On 23/09/14 17:08, Vincent Guittot wrote:
The scheduler tries to compute how many tasks a group of CPUs can handle by assuming that a task's load is SCHED_LOAD_SCALE and a CPU capacity is SCHED_CAPACITY_SCALE but the capacity_factor is hardly working for SMT system, it sometimes works for big cores but fails to do the right thing for little cores.
Below are two examples to illustrate the problem that this patch solves:
1 - capacity_factor makes the assumption that max capacity of a CPU is SCHED_CAPACITY_SCALE and the load of a thread is always is SCHED_LOAD_SCALE. It compares the output of these figures with the sum of nr_running to decide if a group is overloaded or not.

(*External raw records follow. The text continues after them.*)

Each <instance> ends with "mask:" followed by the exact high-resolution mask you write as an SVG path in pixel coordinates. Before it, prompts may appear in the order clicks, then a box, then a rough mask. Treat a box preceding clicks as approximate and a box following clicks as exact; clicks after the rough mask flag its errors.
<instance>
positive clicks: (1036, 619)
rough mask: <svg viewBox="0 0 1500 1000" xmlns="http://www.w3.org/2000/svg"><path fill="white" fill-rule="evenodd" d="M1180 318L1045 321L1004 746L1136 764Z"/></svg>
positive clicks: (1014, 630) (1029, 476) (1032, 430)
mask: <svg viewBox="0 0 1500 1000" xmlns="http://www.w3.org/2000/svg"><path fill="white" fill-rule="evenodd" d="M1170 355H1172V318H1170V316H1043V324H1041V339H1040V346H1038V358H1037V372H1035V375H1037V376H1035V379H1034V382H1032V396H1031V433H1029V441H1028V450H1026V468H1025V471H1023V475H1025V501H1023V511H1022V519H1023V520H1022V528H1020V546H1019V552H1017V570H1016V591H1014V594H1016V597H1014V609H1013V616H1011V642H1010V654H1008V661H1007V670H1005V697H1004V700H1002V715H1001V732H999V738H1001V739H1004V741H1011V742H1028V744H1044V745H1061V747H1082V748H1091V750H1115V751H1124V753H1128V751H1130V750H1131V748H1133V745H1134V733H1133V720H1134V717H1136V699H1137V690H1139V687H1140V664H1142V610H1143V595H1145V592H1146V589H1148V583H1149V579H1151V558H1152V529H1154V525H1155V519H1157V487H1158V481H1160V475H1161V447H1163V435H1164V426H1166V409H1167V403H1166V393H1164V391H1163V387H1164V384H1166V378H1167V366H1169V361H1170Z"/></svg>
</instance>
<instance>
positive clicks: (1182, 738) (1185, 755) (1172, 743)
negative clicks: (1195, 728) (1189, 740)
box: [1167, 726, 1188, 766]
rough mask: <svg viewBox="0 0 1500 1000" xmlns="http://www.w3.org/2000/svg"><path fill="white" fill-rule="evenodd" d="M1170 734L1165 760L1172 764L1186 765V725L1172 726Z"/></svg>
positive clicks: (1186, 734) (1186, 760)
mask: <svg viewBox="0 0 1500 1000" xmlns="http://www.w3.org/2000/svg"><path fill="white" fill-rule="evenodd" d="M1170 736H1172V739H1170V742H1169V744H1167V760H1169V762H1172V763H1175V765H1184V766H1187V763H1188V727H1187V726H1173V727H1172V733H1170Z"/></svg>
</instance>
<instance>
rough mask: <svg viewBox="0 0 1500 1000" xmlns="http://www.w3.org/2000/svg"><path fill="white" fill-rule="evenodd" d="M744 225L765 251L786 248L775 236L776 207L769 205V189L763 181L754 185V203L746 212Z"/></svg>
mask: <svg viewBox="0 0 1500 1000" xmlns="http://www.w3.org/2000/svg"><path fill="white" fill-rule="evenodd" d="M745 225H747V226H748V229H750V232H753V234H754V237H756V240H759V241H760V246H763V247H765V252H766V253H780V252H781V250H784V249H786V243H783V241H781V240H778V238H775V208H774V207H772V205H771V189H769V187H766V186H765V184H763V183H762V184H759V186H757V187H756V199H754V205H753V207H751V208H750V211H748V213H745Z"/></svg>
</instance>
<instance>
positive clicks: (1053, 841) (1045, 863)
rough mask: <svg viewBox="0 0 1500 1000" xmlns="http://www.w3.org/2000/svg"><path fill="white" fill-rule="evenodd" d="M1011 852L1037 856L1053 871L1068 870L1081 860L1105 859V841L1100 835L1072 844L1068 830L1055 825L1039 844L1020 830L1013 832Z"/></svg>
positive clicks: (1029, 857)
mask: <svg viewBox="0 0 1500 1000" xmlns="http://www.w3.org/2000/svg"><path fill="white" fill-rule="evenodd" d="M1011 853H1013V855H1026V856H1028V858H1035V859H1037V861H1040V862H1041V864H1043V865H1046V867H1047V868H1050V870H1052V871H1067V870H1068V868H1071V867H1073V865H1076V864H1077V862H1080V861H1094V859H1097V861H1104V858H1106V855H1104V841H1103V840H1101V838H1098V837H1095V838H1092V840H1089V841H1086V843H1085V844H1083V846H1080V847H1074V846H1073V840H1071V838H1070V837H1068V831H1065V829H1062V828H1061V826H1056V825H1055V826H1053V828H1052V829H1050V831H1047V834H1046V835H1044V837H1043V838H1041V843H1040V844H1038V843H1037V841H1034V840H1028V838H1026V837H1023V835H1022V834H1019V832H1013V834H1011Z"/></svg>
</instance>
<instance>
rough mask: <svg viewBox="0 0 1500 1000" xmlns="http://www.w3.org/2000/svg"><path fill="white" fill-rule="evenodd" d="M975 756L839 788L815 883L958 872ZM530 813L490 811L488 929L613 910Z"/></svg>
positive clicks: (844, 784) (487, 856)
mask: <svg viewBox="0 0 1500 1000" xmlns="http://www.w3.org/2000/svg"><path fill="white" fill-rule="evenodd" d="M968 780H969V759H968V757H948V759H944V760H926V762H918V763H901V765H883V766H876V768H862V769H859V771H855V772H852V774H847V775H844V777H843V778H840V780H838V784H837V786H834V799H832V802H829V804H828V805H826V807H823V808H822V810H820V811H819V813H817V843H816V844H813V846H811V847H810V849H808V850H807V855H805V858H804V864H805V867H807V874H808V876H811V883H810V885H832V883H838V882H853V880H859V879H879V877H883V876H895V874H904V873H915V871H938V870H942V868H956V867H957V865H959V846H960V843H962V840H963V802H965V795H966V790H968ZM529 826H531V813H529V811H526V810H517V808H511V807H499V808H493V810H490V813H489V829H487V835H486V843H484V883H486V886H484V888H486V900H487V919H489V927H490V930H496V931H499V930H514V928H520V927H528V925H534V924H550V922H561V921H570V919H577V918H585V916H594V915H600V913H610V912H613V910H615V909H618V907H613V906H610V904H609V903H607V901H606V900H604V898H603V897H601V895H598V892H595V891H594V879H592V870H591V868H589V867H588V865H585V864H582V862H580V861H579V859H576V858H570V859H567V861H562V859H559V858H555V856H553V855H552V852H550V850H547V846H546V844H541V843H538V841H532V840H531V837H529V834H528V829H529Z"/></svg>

But if the default capacity of a CPU is less than SCHED_CAPACITY_SCALE (640 as an example), a group of 3 CPUS will have a max capacity_factor of 2 ( div_round_closest(3x640/1024) = 2) which means that it will be seen as overloaded if we have only one task per CPU.
2 - Then, if the default capacity of a CPU is greater than SCHED_CAPACITY_SCALE (1512 as an example), a group of 4 CPUs will have a capacity_factor of 4 (at max and thanks to the fix[0] for SMT system that prevent the apparition of ghost CPUs) but if one CPU is fully used by a rt task (and its capacity is reduced to nearly nothing), the capacity factor of the group will still be 4 (div_round_closest(3*1512/1024) = 5).
So, this patch tries to solve this issue by removing capacity_factor and replacing it with the 2 following metrics : -The available CPU's capacity for CFS tasks which is the already used by load_balance. -The usage of the CPU by the CFS tasks. For the latter, I have re-introduced the utilization_avg_contrib which is in the range [0..SCHED_CPU_LOAD] whatever the capacity of the CPU is.
IMHO, this last sentence is misleading. The usage of a cpu can be temporally unbounded (in case a lot of tasks have just been spawned on this cpu, testcase: hackbench) but it converges very quickly towards a value between [0..1024]. Your implementation is already handling this case by capping usage to cpu_rq(cpu)->capacity_orig + 1 . BTW, couldn't find the definition of SCHED_CPU_LOAD.
[...]